For ticker etfc, on ivolatility, it states the HV(10-30days) is between 122% - 130% and IV index is at 90%. On IB optiontrader, it states HV is at 7.69% and IV 5.36%. The HV/IV ratio seems to be correct between the two, but does anyone know how the actual numbers are so different? I know they are using different models to calculate it, but still the numbers are not even close. thanks
Hi Newguy, Correct me if I'm wrong (I'm tired), but I remember having the same difference once because one was daily and the second was expressed in annualized terms. Check it out, maybe the same case. Cheers
One explanation might be that one is listing daily volatility, and one is listing yearly volatility. The formula to convert between the two is: YearlyVolatility = DailyVolatility * sqrt(252) where 252 is an approximation of the number of trading days per year. This "seems" to fit the values you give. That being said, many other factors could be behind this discrepancy...
252 is indeed the approximate number of trading days in a year. But the standard is to use calendar days until expiration to calculate option prices and IV, not trading days. Assuming both ivolatility and IB also use calendar days to expiration in their option calculations, I think you should use the square root of 365 rather than of 252. It is possible that IB is doing something strange like using trading days - I seem to remember that was the explanation once before when somebody wondered why USO IV was so different from the IV on crude futures options (as calculated by IB).
Hi newguy, I'm glad you received some answers about standard deviation. Feel free to say what you understand behind this word, and what consequences you could forecast. There is a great misconception on standard deviation, please keep this thread going. It could be useful. Cheers Maw
I think the large difference is due to the daily vs annual you guys said. In the IB video, the lady said they use the 100-step binary tree to calculate volatility for american style options. And i know ivolatility does it differently per their faq. I vaguely remember how to code all those pointers in comp sci class for a binary tree lol. I guess the followup question is if looking at the volatility in the same view, meaning all numbers are done using the same model. Does it really matter what the actual numbers are? as long as their ratio/comparison remains valid. After all isnt that how you use volatility, comparing IV vs HV vs historical highs/lows, to determine your trade.

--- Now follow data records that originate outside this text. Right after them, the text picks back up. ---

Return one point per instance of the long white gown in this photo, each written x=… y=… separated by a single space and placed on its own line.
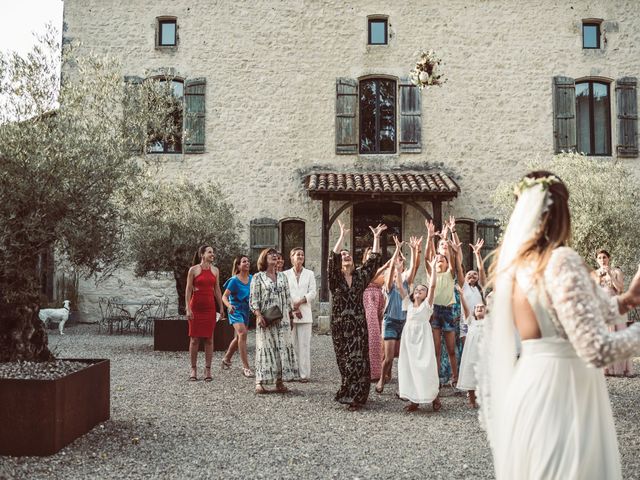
x=558 y=422
x=418 y=379
x=470 y=356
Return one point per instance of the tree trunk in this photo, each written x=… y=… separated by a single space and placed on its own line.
x=180 y=276
x=22 y=334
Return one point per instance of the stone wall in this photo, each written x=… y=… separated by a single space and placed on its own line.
x=271 y=68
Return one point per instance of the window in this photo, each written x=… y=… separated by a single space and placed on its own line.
x=593 y=118
x=292 y=237
x=377 y=116
x=591 y=35
x=489 y=230
x=372 y=213
x=378 y=31
x=171 y=142
x=263 y=233
x=167 y=32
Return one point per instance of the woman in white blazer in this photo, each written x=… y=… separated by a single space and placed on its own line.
x=302 y=284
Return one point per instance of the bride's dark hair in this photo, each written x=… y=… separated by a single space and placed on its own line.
x=554 y=230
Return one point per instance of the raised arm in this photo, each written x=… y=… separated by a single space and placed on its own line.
x=388 y=280
x=482 y=276
x=415 y=243
x=433 y=279
x=429 y=249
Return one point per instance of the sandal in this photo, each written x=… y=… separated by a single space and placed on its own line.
x=412 y=407
x=281 y=388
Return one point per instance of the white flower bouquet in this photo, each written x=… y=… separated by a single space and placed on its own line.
x=425 y=73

Hi Dmo, Right. It's an old debate to know whether there is volatility during week ends since earth keeps spinning or only during trading days. The question is just to keep same numbers to stay relevant. There are as many implied volatilities as different models. The most important point is what is daily volatility? Newguy, you wrote an HV at 7,69%. What does it precisely mean an HV at 7,69% ? ( Very interesting thread, keep it going) Maw
The point is the rule written by Dmo is right only for standard deviation. And a standard deviation and a mean absolut deviation are quite different. Hence, you can't compare "IV vs HV vs historical highs/lows, to determine your trade". So, if you talk about a yearly volatility (or yearly implied volatility as we usually do) as a yearly standard deviation, you have to be careful since it's just conventional. It's a number and just a number. 10% daily standard deviation=16*10% yearly standard deviation (I took 256 trading days)=160% yearly standard deviation It doesn't mean neither a stock could go up by a factor 1,6 by the end of the year, nor it could drop down by a factor 1,6 (it would have a negative price). Implied volatility as an implied yearly standard deviation is just an annualized number. A simple rule: daily mean absolut deviation=0,8 daily standard deviation (if returns are lognormally distributed) Hence implied volatility =16*daily implied standard deviation=16*implied daily mean absolut deviation/0,8=20*implied daily mean absolut deviation. Thus, a common 20% implied volatility leads to a 1% implied daily mean absolut deviation. So, "After all isnt that how you use volatility, comparing IV vs HV vs historical highs/lows, to determine your trade." the answer is no. Cheers Maw For fun http://www.leeds.ac.uk/educol/documents/00003759.htm
i got the sd part, but gonna need some starbucks before trying to understand the rest of what you are saying But fyi in IB: under Configure -> Volatility and Analytics -> Volatility Units -> you can change it from Daily (default) to Annual. Then the numbers will match the ivolatility model very closely.
I have looked and looked for the configuration to change the IV display from daily to annualized. What version of TWS are you using? I'm running the latest (885.7) and can't find the menu selections you listed. ***Later*** I looked harder this time and found it under Configure->Misc->Volatility Units Never woulda thought to look under miscellaneous. Having IV displayed daily has been driving me crazy for months.